There are two important stories called, “Front Seat Brahman” and “Teachers of Import” that have a common conflict. That common conflict is education vs. non-education. The character in “Front Seat Brahman” is Sushil Rao. He is from Bombay, India. The characters in “The Teachers of Import” are Amarel Collymore and Elke Walcher. Amarel is from Bridgetown, Barbados and Elke is from Austria. They all moved to Queens, New York for a particular reason. Sushil did not mention whether or not he went to elementary or high school.
However, from the story it sounds like he took school lightly compared to Amarel and Elke. Sushil states, “I went away to agriculture college to learn how to be a farmer, but they made me dissect frogs in a botany class so I quite. So I enrolled in a philosophy college. A year later, my father died and I was kind of out of control. I quite college and became a traveling hippie” (Lehrer/ Sloan, 32). This proves that he did try to go to college, but was not dedicated enough to finish college.
He thought there were better opportunities and prospects out in the world than just going to college. That was not the case for Amarel and Elke. Amarel was a college graduate and taught high school English. She had decades of teaching experience and decided to come to New York. Elke was also a college graduate and taught science. Both teachers came to teach in New York because there was a shortage of teachers and the New York City Board of Education was looking to recruit teachers from different countries. Amarel was not used to the student’s behavior the first week of classes.
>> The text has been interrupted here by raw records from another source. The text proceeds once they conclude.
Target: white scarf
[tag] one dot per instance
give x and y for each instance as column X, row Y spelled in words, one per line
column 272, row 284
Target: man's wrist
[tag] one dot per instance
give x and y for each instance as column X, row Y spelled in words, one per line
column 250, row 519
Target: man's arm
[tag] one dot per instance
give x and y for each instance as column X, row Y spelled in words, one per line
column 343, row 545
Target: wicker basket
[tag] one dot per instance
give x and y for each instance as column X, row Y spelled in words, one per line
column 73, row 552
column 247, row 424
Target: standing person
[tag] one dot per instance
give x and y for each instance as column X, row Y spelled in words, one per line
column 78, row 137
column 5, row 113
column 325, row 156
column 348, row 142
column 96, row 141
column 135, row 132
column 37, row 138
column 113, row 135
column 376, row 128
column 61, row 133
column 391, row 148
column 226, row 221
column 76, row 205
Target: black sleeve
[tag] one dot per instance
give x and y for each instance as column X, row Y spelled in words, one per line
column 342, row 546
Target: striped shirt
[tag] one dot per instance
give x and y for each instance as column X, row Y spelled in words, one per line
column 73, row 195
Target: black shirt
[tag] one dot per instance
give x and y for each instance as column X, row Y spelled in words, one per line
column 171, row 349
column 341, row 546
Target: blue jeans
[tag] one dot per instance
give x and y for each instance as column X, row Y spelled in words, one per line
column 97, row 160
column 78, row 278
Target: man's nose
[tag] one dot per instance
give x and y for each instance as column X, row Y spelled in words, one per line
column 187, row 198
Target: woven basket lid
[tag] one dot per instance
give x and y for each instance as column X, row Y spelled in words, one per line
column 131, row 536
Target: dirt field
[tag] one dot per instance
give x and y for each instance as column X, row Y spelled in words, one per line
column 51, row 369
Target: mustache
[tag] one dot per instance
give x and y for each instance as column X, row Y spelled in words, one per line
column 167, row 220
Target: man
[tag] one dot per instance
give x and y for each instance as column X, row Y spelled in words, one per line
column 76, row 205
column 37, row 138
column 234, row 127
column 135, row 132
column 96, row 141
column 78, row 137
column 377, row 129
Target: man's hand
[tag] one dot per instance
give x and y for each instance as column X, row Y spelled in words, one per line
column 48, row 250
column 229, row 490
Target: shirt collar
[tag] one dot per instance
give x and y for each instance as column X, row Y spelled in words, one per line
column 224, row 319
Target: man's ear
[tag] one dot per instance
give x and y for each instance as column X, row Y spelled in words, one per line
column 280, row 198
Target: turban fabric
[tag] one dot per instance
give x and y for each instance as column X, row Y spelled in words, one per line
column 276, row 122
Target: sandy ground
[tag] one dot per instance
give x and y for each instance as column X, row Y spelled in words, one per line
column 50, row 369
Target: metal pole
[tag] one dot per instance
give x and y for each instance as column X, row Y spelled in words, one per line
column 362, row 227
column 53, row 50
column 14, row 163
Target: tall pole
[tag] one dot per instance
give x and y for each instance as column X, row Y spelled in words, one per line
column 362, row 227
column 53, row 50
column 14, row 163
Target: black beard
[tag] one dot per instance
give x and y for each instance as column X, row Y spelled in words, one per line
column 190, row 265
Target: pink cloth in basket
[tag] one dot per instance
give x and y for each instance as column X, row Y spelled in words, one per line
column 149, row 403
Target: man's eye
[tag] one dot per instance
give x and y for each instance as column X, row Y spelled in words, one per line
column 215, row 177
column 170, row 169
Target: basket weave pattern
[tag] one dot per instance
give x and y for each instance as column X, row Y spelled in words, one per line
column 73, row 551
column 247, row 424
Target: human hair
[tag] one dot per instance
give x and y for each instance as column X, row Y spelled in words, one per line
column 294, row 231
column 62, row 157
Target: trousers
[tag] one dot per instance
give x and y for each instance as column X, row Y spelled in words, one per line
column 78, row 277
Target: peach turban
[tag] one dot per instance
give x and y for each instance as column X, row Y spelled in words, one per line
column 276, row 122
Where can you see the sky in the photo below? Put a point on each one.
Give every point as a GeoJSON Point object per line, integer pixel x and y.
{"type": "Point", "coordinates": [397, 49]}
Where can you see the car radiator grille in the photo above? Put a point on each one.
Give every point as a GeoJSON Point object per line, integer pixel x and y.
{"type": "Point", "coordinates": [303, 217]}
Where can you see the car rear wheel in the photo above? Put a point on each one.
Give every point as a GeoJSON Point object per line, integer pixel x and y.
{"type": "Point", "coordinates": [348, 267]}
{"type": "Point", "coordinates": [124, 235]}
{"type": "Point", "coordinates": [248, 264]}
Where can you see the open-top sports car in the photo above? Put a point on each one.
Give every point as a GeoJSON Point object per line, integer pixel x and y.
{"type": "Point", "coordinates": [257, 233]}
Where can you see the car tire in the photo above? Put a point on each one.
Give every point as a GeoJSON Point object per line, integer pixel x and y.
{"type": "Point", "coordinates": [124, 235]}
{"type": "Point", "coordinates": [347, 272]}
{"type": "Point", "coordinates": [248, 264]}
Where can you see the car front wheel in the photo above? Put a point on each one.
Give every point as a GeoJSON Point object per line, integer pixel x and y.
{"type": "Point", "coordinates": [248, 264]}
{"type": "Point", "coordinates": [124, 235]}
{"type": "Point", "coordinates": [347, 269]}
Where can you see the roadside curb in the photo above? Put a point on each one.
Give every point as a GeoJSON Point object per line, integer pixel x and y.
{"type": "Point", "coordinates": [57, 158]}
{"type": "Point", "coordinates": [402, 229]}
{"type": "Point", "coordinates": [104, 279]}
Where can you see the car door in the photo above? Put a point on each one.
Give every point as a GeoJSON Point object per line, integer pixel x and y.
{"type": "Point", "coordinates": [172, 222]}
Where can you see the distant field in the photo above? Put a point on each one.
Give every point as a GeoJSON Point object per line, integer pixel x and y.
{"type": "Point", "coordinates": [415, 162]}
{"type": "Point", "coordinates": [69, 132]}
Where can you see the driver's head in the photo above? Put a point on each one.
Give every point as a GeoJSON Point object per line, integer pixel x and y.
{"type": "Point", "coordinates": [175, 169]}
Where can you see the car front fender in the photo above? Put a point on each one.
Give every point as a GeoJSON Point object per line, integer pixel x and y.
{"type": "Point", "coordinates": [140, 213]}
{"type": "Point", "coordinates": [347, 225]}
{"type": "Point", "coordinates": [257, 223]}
She states, “In Barbados, if a student acts up, they get put out the door right away. When I first started teaching here I thought the kids were raging all the time. Then I figured out its just normal for them to curse and swear” (Lehrer/ Sloan, 55). This shows the differences between the way students act in Barbados vs. America. I think American students, depending on the school though; have very low respect for their teachers compared to certain countries. Elke had a different experience. She said, “It’s a prejudice Europeans have against blacks anyways.
The movies give the impression that all blacks are criminals and they all live in the Bronx. I couldn’t believe the class was half black. Most of the guys are wearing gang jackets and bandanas” (Lehrer/ Sloan, 59). This proves that Elke was in for a big surprise and they were not like the Austrian students that she was used to. Sushil was more of a spiritual person rather than educational. For example Sushil says, “You can live without food for days at a time. But water you need almost every four hours. Water is like diamonds. Our life depends on it” (Lehrer/ Sloan, 36)!
People know they cannot live without water, but I have never heard anyone phrase is quite like that. This shows that Sushil is such a deep and meaningful man. Sushil has such a great view of life and appreciates it so much more than the average American. The two teachers and Sushil make the education vs. non-education conflict have some similarities and differences. The two teachers take such great pride in their work as teachers. Just as Sushil takes pride in sharing his stories with people, cooking and his publishing company.
He did not need college to succeed like Amarel and Elke, but the women definitely make education a big part of their lives. These are just two different views these people have. In a way, Sushil was teaching the people in the cabs about his country and his beliefs, just as the two teachers teacher their students. Sushil does not mention how education is portrayed in India, but according to Amarel and Elke teachers are very well respected and getting an education is very highly though of. The two teachers were not sure they wanted to stay in New York or go back home and teach.
In the end, they did both want to stay. Amarel concludes with, “I’ve gotten accustomed to these kids. The Lord brought me here for something. I am not yet sure what it is. I know now if I hate to, I could teach anywhere. But I’d like to teach here again next year if I can” (Lehrer/ Sloan, 57). Elke concludes with, “Teaching is a calling. If you do it just for the money you won’t last. Especially in New York. Some of the teachers look at me like I’m nuts whenever I talk with great enthusiasm for teaching” (Lehrer/ Sloan, 61).
This show that both teachers are now getting used to the idea that they can help these students and teach them to respect teachers more. They both succeeded in the end. Sushil also succeeded even though he did not go to college and education was not a part of his life. He was starting to make dinners for his friend and all his friends. Then Sushil and his friend started up a publishing company together. That proved he did not need a professional education. He was poetic and creative and that made him a success.